The structure of the latest deal, Ally Auto Receivables Trust 2017-5, is little changed from recent transactions. There are five senior tranches, a money market tranche and three term tranches with preliminary triple-A ratings from Moody’s Investors Service and S&P Global Ratings. The Class A-1 short-term notes are sized at $142 million; the three-year Class A-2 notes total $170 million, as do the four-year Class A-3 notes while the class A-4 notes are sized at $46.6 million.
All four tranches are supported by 5.85% initial credit enhancement, that is targeted to reach 6.7% (unchanged from AART 2017-4).
The remaining subordinate classes (B,C, and D) totaling $28.84 million will be retained by the sponsor.
Deal was underwritten by Barclays, Citigroup, Deutsche Bank.
Of note, the estimated annual spread, or the difference between interest earned on collateral and paid out on the notes, decreased to 2.32% from 2.79%. The weighted average APR of the 35,136 contracts in the deal increased to 5.72% from 5.61%, as the average 737 FICO and 94% loan-to-value ratio of the collateral remained stable from the prior Ally transaction.
here is also a slightly higher proportion of longer term loans. More than 67% have terms greater than five years, and 12% are between 72-75 months. The average original term is 66 months. Seasoning is up slightly to 13.38 months from 13.29 months.
As in recent AART deals, Ally’s falling share of captive finance activity with GM dealers has cut into its level of subvented loans (Ally remains in Chrysler’s incentive finance program, and is a preferred lender for Mitsubishi Motors Credit of America). Just 3.6% of the loans in the pool are derived from discounted-APR contracts benefiting from manufacturer or dealer incentives, compared with 4.9% in the 2017-3 pool and 5.5% in the 2017-2 pool.
Subvented loans typically go to higher credit-quality borrowers and have historically lower default rates than non-subvented loans.
GM related vehicles have fallen to 43.09% of the collateral in the new pool, while Chrysler vehicles have grown to 17.6%. As recently as its 2016-2 transaction, GM cars and trucks comprised 61.8% of the pool.
Recent deals are sustaining higher-than-expected losses, according to presale reports. Moody’s has estimated a cumulative net loss expectation of 0.85% for the Aaa notes.
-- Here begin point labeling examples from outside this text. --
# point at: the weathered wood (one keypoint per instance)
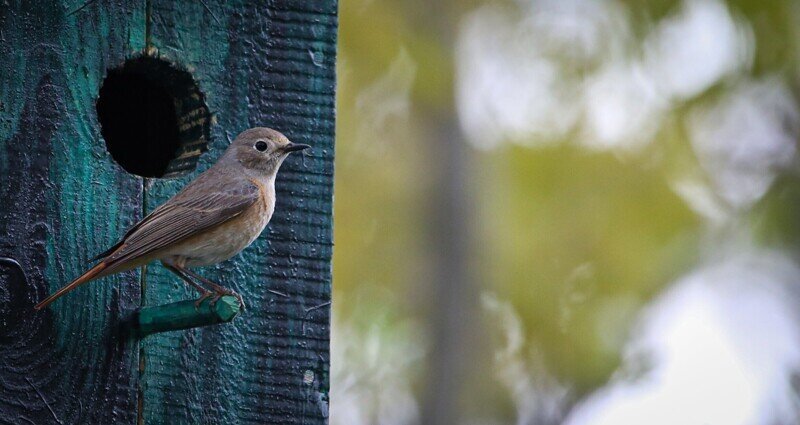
(62, 199)
(259, 63)
(184, 315)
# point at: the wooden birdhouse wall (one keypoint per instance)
(65, 198)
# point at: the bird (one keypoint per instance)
(214, 217)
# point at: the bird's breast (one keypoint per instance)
(227, 239)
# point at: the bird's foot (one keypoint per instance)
(205, 294)
(220, 292)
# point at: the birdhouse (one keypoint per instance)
(107, 109)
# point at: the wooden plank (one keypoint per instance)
(63, 199)
(268, 64)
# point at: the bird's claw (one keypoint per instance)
(202, 298)
(221, 293)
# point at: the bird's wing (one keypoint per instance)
(185, 215)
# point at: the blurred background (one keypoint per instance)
(567, 211)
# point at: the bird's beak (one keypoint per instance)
(293, 147)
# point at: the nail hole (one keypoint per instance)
(153, 118)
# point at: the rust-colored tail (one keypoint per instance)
(89, 275)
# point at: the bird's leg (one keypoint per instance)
(217, 288)
(204, 293)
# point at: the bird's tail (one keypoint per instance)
(89, 275)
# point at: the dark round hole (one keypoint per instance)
(153, 118)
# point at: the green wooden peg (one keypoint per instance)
(185, 315)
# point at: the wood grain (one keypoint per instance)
(270, 64)
(62, 199)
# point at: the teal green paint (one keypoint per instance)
(68, 197)
(252, 61)
(186, 314)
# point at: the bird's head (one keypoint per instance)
(261, 150)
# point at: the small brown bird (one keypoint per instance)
(214, 217)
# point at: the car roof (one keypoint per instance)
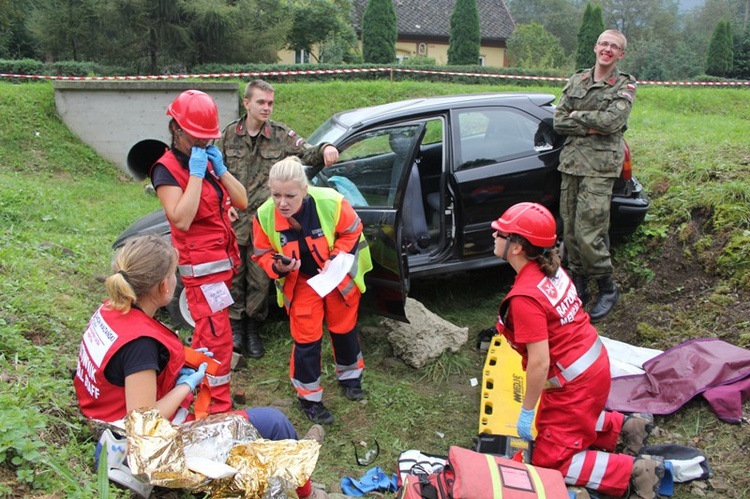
(365, 115)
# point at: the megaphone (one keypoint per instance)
(143, 155)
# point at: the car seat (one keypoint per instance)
(416, 233)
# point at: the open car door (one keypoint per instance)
(372, 172)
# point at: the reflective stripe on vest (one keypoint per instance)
(579, 366)
(207, 268)
(328, 216)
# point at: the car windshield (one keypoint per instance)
(330, 131)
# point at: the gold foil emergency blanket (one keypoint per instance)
(158, 452)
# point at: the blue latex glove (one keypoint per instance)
(192, 377)
(214, 155)
(525, 420)
(198, 162)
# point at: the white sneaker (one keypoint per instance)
(117, 468)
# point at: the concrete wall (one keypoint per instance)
(112, 116)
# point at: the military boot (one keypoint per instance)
(635, 431)
(581, 283)
(253, 344)
(238, 334)
(608, 297)
(646, 476)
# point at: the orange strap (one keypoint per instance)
(194, 359)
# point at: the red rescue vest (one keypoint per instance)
(107, 332)
(210, 241)
(570, 333)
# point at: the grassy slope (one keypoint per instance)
(61, 206)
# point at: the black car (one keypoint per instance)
(428, 176)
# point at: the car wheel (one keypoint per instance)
(178, 308)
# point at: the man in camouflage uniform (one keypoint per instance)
(593, 113)
(251, 145)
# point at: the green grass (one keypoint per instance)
(61, 206)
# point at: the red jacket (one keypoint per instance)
(210, 238)
(107, 332)
(569, 332)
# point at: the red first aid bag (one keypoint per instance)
(473, 475)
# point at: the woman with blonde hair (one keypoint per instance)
(297, 234)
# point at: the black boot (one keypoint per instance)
(253, 344)
(238, 334)
(581, 283)
(608, 297)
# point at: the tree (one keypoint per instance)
(465, 38)
(322, 23)
(591, 27)
(379, 32)
(533, 47)
(719, 57)
(741, 63)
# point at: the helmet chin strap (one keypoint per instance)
(507, 246)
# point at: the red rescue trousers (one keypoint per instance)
(213, 331)
(572, 423)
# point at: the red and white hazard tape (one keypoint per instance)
(257, 74)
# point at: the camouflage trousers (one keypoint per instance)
(584, 208)
(250, 288)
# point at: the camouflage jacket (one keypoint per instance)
(603, 106)
(251, 164)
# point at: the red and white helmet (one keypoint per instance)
(530, 220)
(196, 113)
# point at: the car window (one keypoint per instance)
(491, 135)
(370, 165)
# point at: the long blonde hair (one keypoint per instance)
(138, 266)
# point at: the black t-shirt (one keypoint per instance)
(141, 354)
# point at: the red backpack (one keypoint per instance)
(473, 475)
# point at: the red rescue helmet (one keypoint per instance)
(196, 113)
(530, 220)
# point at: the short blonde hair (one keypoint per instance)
(139, 265)
(259, 84)
(289, 169)
(618, 34)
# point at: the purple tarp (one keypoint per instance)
(682, 372)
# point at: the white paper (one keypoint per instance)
(337, 270)
(217, 295)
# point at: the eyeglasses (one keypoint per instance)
(611, 45)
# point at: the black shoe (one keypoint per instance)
(608, 297)
(253, 344)
(353, 392)
(238, 335)
(581, 283)
(316, 411)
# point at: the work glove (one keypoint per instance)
(198, 162)
(484, 338)
(525, 420)
(192, 377)
(216, 159)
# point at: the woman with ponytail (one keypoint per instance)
(567, 367)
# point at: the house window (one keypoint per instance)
(301, 57)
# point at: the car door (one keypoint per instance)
(497, 162)
(371, 169)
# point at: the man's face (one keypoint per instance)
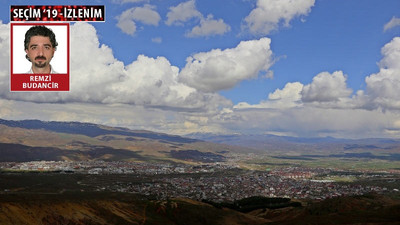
(40, 51)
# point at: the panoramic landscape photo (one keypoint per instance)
(204, 112)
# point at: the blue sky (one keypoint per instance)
(314, 68)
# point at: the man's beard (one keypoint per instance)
(40, 64)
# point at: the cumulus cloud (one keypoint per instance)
(223, 69)
(383, 87)
(326, 87)
(310, 121)
(288, 97)
(183, 12)
(150, 82)
(146, 14)
(394, 22)
(269, 14)
(157, 40)
(208, 27)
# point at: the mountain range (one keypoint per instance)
(28, 140)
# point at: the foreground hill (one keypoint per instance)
(29, 140)
(117, 208)
(112, 208)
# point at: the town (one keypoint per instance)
(218, 182)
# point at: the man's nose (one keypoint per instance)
(40, 51)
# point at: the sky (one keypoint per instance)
(304, 68)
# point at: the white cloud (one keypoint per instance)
(268, 14)
(326, 87)
(383, 87)
(394, 22)
(157, 40)
(288, 97)
(183, 12)
(310, 121)
(151, 82)
(209, 27)
(146, 14)
(223, 69)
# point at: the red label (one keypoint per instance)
(39, 82)
(50, 13)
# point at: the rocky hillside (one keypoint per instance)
(117, 208)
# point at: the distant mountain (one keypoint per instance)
(91, 130)
(28, 140)
(272, 143)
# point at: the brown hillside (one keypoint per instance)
(97, 209)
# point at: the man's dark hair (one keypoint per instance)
(40, 31)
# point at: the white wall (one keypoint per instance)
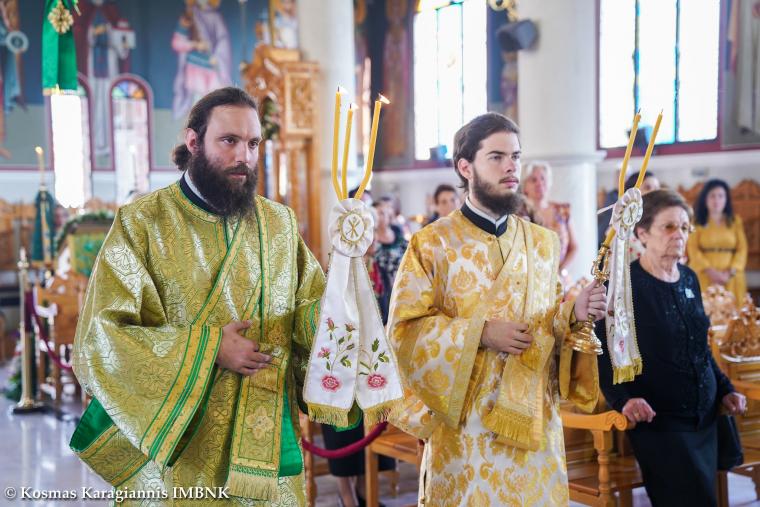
(687, 170)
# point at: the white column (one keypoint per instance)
(326, 36)
(557, 111)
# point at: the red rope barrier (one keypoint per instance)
(347, 450)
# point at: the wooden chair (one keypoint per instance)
(313, 468)
(394, 443)
(600, 470)
(736, 348)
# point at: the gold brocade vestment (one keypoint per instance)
(486, 444)
(168, 278)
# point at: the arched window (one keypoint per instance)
(71, 145)
(131, 100)
(449, 88)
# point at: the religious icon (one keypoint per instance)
(204, 53)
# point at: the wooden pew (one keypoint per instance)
(394, 443)
(736, 348)
(601, 471)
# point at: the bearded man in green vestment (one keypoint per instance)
(196, 330)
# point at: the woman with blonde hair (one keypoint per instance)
(553, 215)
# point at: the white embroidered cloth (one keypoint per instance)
(350, 359)
(620, 326)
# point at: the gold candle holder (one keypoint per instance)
(584, 340)
(26, 404)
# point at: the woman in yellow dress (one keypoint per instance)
(718, 248)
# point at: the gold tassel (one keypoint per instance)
(531, 357)
(627, 373)
(328, 415)
(247, 485)
(513, 428)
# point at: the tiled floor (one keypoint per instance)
(36, 455)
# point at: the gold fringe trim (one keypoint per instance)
(622, 374)
(512, 428)
(531, 357)
(326, 414)
(378, 413)
(253, 486)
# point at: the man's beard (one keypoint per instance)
(490, 198)
(227, 197)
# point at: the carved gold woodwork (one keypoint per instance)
(288, 166)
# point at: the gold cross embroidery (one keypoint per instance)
(353, 222)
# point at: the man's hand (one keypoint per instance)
(509, 337)
(638, 410)
(238, 353)
(592, 301)
(736, 403)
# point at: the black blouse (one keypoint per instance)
(680, 379)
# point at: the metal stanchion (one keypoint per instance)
(26, 404)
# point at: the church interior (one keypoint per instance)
(96, 93)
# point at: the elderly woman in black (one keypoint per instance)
(675, 401)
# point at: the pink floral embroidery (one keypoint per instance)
(376, 381)
(330, 383)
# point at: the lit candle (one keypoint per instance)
(623, 168)
(43, 206)
(41, 163)
(336, 134)
(346, 143)
(648, 154)
(372, 141)
(627, 157)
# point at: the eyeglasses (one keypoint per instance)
(671, 227)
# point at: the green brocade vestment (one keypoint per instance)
(168, 278)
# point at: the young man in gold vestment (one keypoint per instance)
(478, 326)
(196, 330)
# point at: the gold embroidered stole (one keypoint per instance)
(517, 416)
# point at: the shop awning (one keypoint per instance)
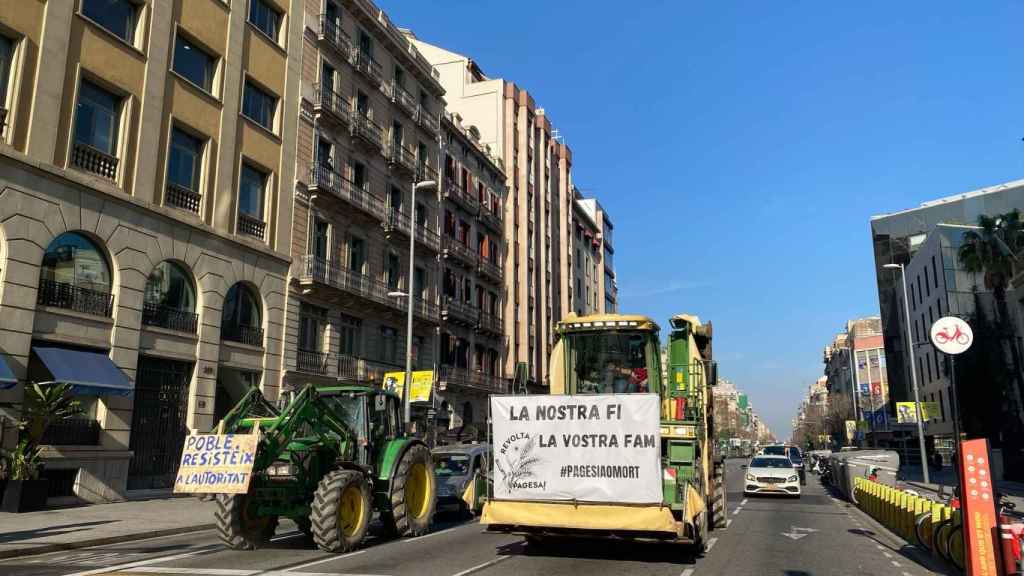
(89, 373)
(7, 379)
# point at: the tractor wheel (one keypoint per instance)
(412, 494)
(238, 525)
(341, 511)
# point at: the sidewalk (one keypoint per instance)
(945, 479)
(57, 529)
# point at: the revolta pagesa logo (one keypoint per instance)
(517, 463)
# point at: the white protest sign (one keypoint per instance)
(216, 463)
(601, 448)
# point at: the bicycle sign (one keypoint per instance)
(951, 335)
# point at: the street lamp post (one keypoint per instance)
(407, 387)
(913, 374)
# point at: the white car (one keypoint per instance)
(771, 475)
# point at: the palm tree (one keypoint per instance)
(991, 252)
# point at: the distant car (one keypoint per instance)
(797, 457)
(771, 475)
(461, 470)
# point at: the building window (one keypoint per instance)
(96, 123)
(169, 300)
(76, 276)
(194, 64)
(117, 16)
(259, 106)
(241, 320)
(252, 189)
(184, 170)
(265, 17)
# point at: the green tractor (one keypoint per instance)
(328, 460)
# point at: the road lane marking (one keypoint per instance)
(479, 567)
(156, 560)
(324, 560)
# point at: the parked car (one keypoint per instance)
(461, 470)
(771, 475)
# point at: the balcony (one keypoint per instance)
(181, 197)
(451, 375)
(251, 227)
(69, 296)
(317, 270)
(401, 159)
(366, 131)
(335, 37)
(92, 160)
(398, 221)
(457, 194)
(454, 310)
(354, 369)
(331, 106)
(492, 219)
(324, 179)
(311, 362)
(251, 335)
(428, 120)
(169, 318)
(367, 66)
(489, 270)
(454, 249)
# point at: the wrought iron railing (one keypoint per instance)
(181, 197)
(367, 129)
(252, 335)
(70, 296)
(251, 227)
(332, 103)
(311, 362)
(170, 318)
(494, 383)
(335, 36)
(323, 177)
(453, 247)
(93, 160)
(72, 432)
(367, 65)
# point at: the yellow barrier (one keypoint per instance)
(899, 510)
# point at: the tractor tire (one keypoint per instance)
(341, 511)
(412, 495)
(237, 528)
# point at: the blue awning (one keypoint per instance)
(7, 379)
(89, 373)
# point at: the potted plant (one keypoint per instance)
(42, 406)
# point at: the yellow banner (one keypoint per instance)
(905, 412)
(423, 383)
(216, 463)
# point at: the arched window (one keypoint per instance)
(170, 298)
(76, 276)
(241, 320)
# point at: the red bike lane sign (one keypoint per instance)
(951, 335)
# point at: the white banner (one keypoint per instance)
(601, 448)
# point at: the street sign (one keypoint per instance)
(951, 335)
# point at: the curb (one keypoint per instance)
(58, 546)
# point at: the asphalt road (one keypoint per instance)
(813, 535)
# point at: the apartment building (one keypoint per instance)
(145, 221)
(369, 127)
(472, 335)
(539, 211)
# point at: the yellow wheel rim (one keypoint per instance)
(418, 491)
(350, 510)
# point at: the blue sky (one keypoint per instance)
(741, 147)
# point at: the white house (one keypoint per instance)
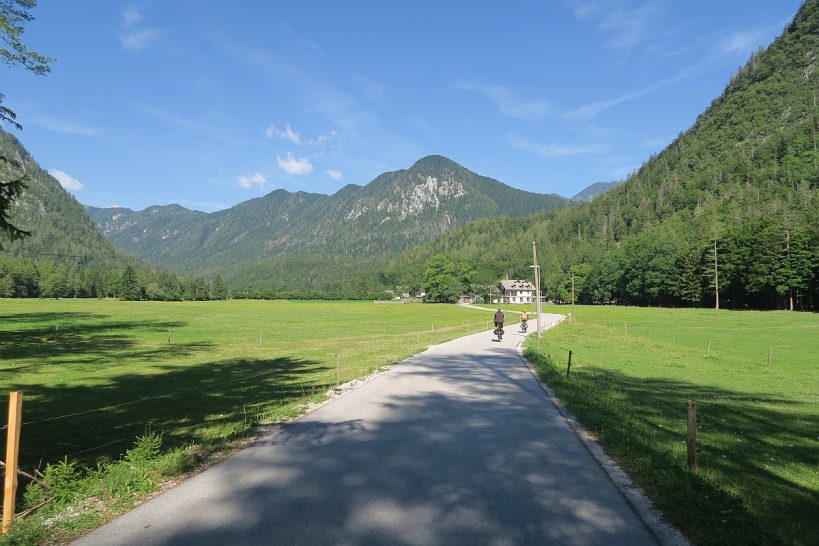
(517, 291)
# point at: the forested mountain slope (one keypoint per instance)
(733, 200)
(65, 253)
(394, 212)
(598, 188)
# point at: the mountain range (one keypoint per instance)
(393, 213)
(739, 188)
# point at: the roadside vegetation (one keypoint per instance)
(633, 371)
(190, 380)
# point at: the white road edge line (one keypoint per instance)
(665, 533)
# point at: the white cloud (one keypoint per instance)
(66, 180)
(590, 110)
(291, 165)
(65, 126)
(509, 105)
(254, 179)
(324, 140)
(627, 26)
(132, 37)
(138, 40)
(130, 16)
(287, 134)
(552, 150)
(741, 42)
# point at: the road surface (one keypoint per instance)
(457, 445)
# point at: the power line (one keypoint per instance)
(48, 254)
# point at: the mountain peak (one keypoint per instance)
(434, 162)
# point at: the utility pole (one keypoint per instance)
(716, 275)
(537, 287)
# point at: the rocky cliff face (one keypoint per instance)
(394, 212)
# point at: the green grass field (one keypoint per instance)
(97, 373)
(633, 370)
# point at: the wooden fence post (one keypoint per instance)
(692, 436)
(12, 452)
(338, 365)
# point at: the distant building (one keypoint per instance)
(517, 291)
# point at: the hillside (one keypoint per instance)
(65, 253)
(744, 179)
(598, 188)
(393, 213)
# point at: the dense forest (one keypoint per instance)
(732, 203)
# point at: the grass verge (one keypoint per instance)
(96, 374)
(757, 425)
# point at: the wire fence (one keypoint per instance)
(189, 404)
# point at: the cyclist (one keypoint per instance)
(524, 320)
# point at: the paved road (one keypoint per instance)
(458, 445)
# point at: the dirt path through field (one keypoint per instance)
(457, 445)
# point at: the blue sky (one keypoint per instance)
(207, 104)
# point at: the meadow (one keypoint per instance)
(98, 373)
(633, 371)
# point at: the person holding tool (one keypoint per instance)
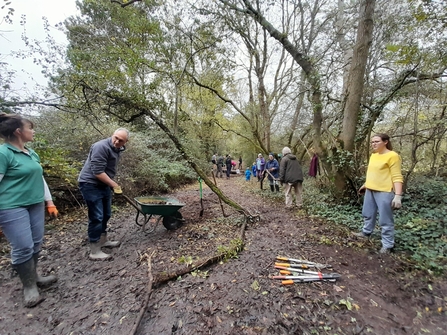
(382, 189)
(291, 175)
(96, 182)
(272, 169)
(23, 197)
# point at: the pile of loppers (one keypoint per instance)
(297, 271)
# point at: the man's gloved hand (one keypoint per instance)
(397, 202)
(117, 190)
(52, 211)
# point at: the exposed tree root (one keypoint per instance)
(234, 249)
(148, 295)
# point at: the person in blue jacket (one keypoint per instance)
(272, 166)
(247, 174)
(254, 169)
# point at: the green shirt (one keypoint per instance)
(22, 183)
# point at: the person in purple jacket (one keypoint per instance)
(260, 166)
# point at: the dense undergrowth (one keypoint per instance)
(421, 223)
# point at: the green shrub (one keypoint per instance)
(421, 223)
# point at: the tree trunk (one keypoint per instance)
(354, 86)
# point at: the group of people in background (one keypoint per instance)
(24, 193)
(228, 162)
(382, 189)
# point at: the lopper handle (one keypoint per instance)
(298, 266)
(287, 282)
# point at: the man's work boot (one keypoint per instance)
(96, 254)
(361, 235)
(41, 280)
(104, 241)
(28, 277)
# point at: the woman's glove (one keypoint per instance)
(117, 190)
(397, 202)
(52, 211)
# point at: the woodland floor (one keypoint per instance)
(376, 294)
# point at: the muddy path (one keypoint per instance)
(376, 294)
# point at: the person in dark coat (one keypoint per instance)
(272, 168)
(291, 176)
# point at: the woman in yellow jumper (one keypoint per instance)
(382, 189)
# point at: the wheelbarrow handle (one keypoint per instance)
(130, 201)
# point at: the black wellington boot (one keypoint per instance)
(28, 277)
(41, 280)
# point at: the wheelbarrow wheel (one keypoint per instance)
(173, 222)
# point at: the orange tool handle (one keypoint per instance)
(288, 265)
(287, 282)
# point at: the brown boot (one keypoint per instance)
(41, 280)
(104, 241)
(28, 277)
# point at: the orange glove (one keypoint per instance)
(52, 210)
(117, 190)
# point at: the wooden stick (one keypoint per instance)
(148, 295)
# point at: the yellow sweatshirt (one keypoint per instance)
(383, 171)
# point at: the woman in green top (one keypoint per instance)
(23, 195)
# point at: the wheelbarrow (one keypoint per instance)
(167, 209)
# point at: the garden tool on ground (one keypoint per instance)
(201, 198)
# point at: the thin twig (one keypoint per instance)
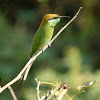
(12, 93)
(37, 88)
(34, 57)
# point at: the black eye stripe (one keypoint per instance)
(53, 18)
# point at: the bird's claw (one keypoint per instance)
(49, 45)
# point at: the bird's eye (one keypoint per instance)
(53, 17)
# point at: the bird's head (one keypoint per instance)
(52, 19)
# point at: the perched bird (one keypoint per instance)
(44, 32)
(43, 36)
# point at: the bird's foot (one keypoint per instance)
(49, 45)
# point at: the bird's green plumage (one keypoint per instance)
(43, 34)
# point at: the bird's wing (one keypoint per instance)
(37, 41)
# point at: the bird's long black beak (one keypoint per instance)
(64, 16)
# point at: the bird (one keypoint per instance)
(42, 37)
(44, 34)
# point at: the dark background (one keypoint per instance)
(74, 56)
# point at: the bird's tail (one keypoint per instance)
(24, 76)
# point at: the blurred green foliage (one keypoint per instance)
(74, 57)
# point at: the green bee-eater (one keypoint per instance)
(43, 35)
(44, 32)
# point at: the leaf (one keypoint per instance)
(81, 88)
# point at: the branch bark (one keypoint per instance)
(12, 93)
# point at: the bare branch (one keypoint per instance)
(31, 60)
(38, 91)
(12, 93)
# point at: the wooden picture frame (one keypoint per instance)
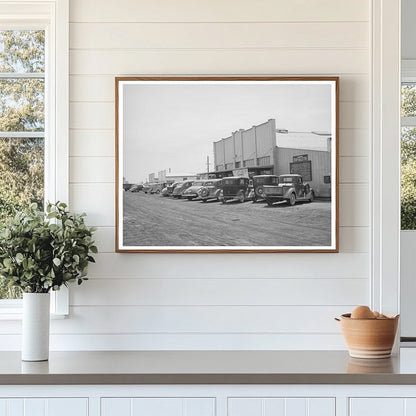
(271, 142)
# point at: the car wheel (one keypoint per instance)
(312, 196)
(241, 197)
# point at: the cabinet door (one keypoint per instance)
(154, 406)
(394, 406)
(44, 407)
(281, 406)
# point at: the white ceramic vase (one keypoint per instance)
(35, 326)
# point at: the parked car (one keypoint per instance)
(210, 190)
(136, 188)
(146, 187)
(168, 190)
(291, 188)
(257, 193)
(180, 189)
(156, 188)
(234, 188)
(192, 192)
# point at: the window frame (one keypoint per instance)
(53, 17)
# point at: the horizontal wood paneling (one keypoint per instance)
(217, 291)
(218, 11)
(238, 62)
(201, 319)
(354, 205)
(230, 266)
(184, 341)
(353, 170)
(91, 169)
(354, 142)
(101, 88)
(173, 301)
(218, 35)
(96, 143)
(96, 199)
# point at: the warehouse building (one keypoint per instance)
(258, 151)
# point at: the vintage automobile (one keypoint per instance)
(156, 188)
(291, 188)
(192, 192)
(168, 190)
(234, 188)
(257, 193)
(146, 187)
(210, 190)
(136, 188)
(180, 189)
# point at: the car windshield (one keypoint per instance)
(286, 179)
(266, 180)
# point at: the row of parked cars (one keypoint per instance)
(269, 188)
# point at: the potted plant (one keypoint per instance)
(40, 252)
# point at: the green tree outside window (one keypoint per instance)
(22, 114)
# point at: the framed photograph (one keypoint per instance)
(227, 164)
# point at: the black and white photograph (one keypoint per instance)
(227, 164)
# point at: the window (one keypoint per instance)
(263, 161)
(22, 124)
(408, 154)
(248, 162)
(33, 111)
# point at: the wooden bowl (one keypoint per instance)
(369, 338)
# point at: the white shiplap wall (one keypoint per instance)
(214, 301)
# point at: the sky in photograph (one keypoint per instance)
(173, 126)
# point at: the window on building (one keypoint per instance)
(22, 124)
(263, 161)
(408, 155)
(33, 114)
(248, 162)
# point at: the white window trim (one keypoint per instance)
(385, 192)
(53, 15)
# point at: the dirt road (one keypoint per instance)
(152, 220)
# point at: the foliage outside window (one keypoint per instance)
(22, 125)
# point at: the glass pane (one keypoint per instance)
(21, 182)
(408, 178)
(408, 100)
(22, 51)
(22, 105)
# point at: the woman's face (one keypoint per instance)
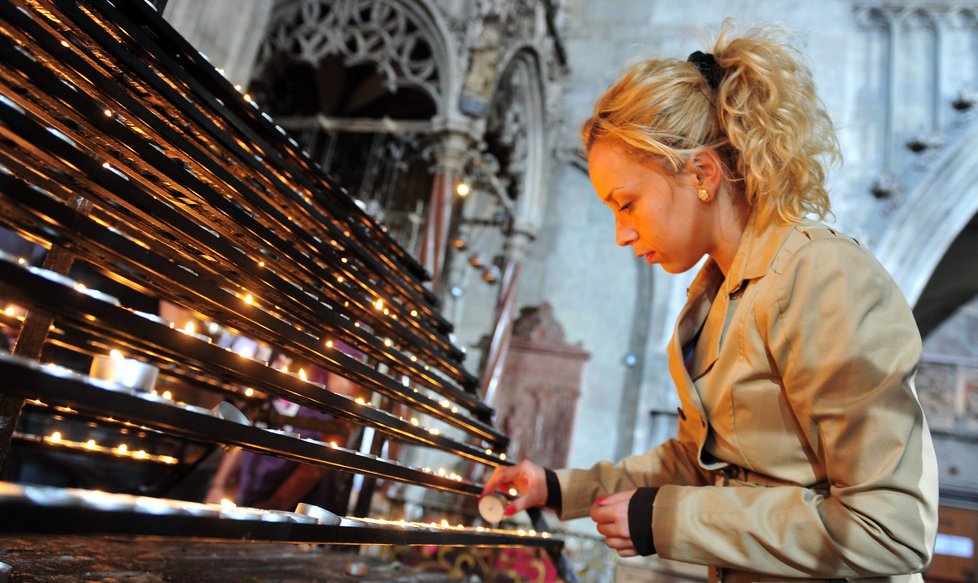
(657, 213)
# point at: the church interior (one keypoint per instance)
(282, 281)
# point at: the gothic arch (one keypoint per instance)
(523, 66)
(936, 212)
(407, 40)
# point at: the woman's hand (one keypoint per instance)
(527, 478)
(611, 517)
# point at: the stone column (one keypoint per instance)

S&P has an expected CNL of 0.95-1.05%.
Including the new 2017-5 transaction, Ally has tapped the securitization market for nearly $7 billion this year across its auto loan – both prime and subprime – and dealer floorplan securitization platforms. It has filed notice of a fourth floorplan transaction, which could push Ally toward nearly doubling the $4.8 billion in loan securitizations performed in 2016.